Cold Skin è un film del 2017, diretto da Xavier Gens.

“Chi lotta con i mostri deve guardarsi dal non diventare, così facendo, un mostro. E se tu scruterai a lungo in un abisso, anche l’abisso scruterà dentro di te”.

Il signor Nietzsche apre il film con la sua massima, mettendoci subito davanti ad uno dei tòpoi del cinema fantastico: l’incontro-scontro tra uomo e mostro e la successiva scoperta del lato umano del secondo e di quello bestiale del primo. Altrettanto e in modo non banale fa Cold Skin, il nuovo film diretto dal francese Xavier Gens (Frontiers, Hitman, The Divide). Tratto dall’omonimo romanzo di Albert Sánchez Piñol, il film è ambientato nel 1914: l’irlandese Friend (David Oakes) si imbarca per raggiungere una piccola isola nel Sud Atlantico e divenirne il meteorologo. Una volta sbarcato, il giovane fa la conoscenza dell’unico altro abitante dell’isola, lo scontroso guardiano del faro Gruner (Ray Stevenson). A detta di quest’ultimo, il predecessore di Friend sarebbe morto di tifo: la verità si rivelerà invece ancora più terribile, quando il protagonista si renderà conto della presenza di strane e feroci creature marine pronte ad emergere dagli abissi ed attaccare ogni volta che cala il buio.

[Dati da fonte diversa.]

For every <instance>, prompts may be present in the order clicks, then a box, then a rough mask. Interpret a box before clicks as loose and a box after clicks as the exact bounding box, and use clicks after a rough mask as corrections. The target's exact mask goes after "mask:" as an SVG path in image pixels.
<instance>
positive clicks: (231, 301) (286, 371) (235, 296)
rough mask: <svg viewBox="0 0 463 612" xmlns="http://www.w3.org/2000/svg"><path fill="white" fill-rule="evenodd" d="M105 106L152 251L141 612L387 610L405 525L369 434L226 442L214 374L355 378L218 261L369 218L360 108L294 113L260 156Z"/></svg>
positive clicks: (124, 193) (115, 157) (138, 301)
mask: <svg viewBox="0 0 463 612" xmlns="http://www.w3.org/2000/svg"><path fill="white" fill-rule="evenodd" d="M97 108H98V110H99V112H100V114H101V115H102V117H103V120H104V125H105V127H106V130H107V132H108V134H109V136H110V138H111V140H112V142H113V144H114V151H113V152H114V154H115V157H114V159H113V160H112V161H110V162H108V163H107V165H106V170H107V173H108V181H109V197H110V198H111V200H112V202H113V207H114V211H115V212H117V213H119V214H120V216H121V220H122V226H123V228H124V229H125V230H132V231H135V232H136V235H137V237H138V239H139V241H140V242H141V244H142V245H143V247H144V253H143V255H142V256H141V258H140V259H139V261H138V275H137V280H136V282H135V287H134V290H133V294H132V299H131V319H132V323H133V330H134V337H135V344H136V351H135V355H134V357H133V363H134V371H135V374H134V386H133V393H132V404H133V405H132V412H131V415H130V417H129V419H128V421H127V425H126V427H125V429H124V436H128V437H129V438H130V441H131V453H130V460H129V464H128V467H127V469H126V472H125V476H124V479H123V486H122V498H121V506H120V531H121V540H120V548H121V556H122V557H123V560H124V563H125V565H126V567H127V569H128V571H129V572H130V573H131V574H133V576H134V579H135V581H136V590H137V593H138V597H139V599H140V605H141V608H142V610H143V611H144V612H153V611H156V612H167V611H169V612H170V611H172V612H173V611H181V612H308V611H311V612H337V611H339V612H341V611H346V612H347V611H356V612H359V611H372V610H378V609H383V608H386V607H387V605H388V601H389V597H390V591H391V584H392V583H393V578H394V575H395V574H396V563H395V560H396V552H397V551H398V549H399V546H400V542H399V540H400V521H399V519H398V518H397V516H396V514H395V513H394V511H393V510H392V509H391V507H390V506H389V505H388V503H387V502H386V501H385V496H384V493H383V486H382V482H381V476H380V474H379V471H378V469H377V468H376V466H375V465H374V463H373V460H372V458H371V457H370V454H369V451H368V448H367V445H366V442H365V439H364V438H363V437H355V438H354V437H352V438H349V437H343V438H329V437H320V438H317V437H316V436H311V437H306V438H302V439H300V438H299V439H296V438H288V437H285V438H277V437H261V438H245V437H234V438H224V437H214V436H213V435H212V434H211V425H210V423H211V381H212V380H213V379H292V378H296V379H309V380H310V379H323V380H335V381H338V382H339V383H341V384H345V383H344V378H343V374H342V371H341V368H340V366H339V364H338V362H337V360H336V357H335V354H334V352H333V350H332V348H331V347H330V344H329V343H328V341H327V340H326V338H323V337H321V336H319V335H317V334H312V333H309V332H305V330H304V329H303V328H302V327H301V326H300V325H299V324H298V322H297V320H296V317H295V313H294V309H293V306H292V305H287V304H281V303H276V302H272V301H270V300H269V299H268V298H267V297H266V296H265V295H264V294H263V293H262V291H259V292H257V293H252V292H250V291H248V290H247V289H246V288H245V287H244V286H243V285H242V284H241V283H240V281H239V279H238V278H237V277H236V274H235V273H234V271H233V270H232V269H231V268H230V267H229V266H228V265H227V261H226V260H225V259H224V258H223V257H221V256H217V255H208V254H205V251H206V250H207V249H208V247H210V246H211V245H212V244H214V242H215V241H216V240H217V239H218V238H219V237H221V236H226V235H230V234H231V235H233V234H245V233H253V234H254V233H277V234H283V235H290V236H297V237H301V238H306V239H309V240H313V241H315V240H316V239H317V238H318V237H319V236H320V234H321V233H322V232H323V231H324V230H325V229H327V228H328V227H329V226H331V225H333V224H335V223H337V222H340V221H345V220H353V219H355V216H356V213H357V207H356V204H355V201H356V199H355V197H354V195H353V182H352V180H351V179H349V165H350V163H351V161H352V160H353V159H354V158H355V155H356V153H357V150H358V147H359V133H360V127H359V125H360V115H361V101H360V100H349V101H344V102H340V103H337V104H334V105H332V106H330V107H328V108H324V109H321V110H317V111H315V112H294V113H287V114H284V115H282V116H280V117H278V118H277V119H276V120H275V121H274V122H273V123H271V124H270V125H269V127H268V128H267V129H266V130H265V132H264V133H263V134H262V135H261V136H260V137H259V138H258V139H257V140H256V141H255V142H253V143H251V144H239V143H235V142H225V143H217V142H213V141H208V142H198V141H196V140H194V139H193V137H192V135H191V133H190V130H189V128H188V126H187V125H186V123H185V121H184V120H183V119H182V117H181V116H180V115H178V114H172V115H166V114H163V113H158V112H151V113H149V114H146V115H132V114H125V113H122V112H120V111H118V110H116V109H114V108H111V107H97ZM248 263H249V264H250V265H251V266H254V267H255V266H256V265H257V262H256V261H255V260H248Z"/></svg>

Cold Skin si rivela allo spettatore come un grezzo e, al tempo stesso, sublime racconto d’avventura dove le scoperte dell’eroe non hanno alcuna connotazione positivistica. Friend è l’io narrante della storia e, man mano che la narrazione avanza, il suo personaggio assume sempre di più i caratteri del malcapitato ed inerme protagonista lovecraftiano. L’abisso in cui comprende di essere caduto si allarga sempre di più, fino ad assumere i tratti di un inferno dagli infiniti gironi. La convivenza forzata con Gruner dischiude poi i segreti più tremebondi ed inaspettati della vicenda, facendoci capire quanto la tragedia in atto sia umana, troppo umana. Tra questi vi è sicuramente la creatura di sesso femminile addomesticata dal guardiano del faro e il loro complesso rapporto di sottomissione e pietà che sfocia infine in un violento “odi et amo”. Friend assiste a tutto da ospite-prigioniero, con quel sentimento umano di voler capire razionalmente il potere sovrannaturale che governa l’isola, salvo poi ritrovare, in essa, solamente il lato oscuro dell’essere umano. È così che la finora apparente lotta per la sopravvivenza si rivela al protagonista come scontro per l’assoggettamento di una specie.

Così come la narrazione di Friend, il film si muove in modo lineare e con ritmo coinvolgente. Le locations sono sfruttate in modo eccezionale, calibrando con dovizia le riprese dal vero e in digitale. Le scene d’azione sono altrettanto godibili, con momenti davvero a effetto come il piano sequenza  che, dagli scogli da cui emergono le creature, finisce il suo percorso al faro dove i protagonisti aspettano l’attacco. Ottima direzione di Gens, regista ad oggi fin troppo sottovalutato e versatile che, a fronte anche di un budget sicuramente non ricchissimo, riesce a dare credibilità visiva agli elementi fantastici del film. Non bisogna però scordarsi della sceneggiatura, firmata da Jesus Olmo ed Eron Sheean, vero e proprio valore aggiunto del film. Non discostandosi troppo dal romanzo, l’adattamento ha il merito di rispettare la complessità dei personaggi e di mettere l’accento sulla capacità distruttiva del colonialismo, il vero mostro estirpatore degli esseri viventi. Dopo tutto questo, Cold Skin riesce a stupirci di nuovo, con un ultimo colpo di scena ed un finale amarissimo. Come nelle migliori tragedie umane.